Reputation: 1990
I have a list of sets and some basic statistics for each one (number of items, min, max, mean, stddev). I would like to calculate the same statistics for all of the sets combined. Calculating the total count, min max and mean is easy, but I'm unsure how to calculate the total standard deviation.
The data looks like this:
Count Max Min Mean Stddev
1,027,671 781 68 57.8 32.79
839,473 552 54 61.3 48.53
3,012,102 890 41 64.9 41.92
Generating the statistics for all of the sets together:
4,879,246 890 41 62.8 ???
Upvotes: 2
Views: 848
Reputation: 9290
I assume you are writing the code that maintains the distribution, and not just consuming some data that already has the standard deviation computed. The standard dev isn't a really natural parameter to maintain for a computer.
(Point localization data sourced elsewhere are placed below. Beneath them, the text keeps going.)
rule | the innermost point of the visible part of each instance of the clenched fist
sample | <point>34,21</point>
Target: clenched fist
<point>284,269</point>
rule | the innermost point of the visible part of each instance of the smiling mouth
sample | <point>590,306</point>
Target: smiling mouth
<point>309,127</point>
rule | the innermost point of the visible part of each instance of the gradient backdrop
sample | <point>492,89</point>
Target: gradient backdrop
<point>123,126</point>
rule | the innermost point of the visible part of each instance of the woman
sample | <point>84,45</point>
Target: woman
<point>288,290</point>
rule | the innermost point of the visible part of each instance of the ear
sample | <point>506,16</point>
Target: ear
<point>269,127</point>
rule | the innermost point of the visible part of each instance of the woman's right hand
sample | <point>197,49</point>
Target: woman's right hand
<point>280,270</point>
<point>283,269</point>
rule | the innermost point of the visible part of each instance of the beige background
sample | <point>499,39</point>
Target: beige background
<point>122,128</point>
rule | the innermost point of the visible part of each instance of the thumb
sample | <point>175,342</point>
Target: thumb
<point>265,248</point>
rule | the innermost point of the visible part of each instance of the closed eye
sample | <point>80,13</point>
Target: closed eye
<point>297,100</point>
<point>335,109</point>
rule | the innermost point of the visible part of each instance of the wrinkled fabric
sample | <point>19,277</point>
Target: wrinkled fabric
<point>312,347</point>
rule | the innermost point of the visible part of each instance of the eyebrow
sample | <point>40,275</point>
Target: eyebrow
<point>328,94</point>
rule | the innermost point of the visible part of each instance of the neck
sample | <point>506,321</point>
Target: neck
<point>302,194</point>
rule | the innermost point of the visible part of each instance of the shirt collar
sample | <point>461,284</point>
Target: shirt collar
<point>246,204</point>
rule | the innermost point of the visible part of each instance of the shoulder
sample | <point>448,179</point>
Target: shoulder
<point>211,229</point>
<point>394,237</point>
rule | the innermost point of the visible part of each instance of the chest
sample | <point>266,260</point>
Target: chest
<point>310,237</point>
Instead, You should maintain the number of items, the sum, and the sum of the items squared, and then you easily compute the mean and standard deviation the distribution from those 3 pieces of raw information. I use this strategy in this code here. The add operation supports merging two distributions. Notice how simple its implementation is. http://github.com/rrenaud/dominionstats/blob/master/stats.py#L17.
Upvotes: 3
Reputation: 58594
I think it is impossible to calculate this exactly from the data you have. The problem is that the standard deviation depends on the mean of the combined data set which isn't necessarily the same as the individual means, and also on the distances of each point from that mean to which you have no exact (but maybe approximate) access.
Upvotes: 0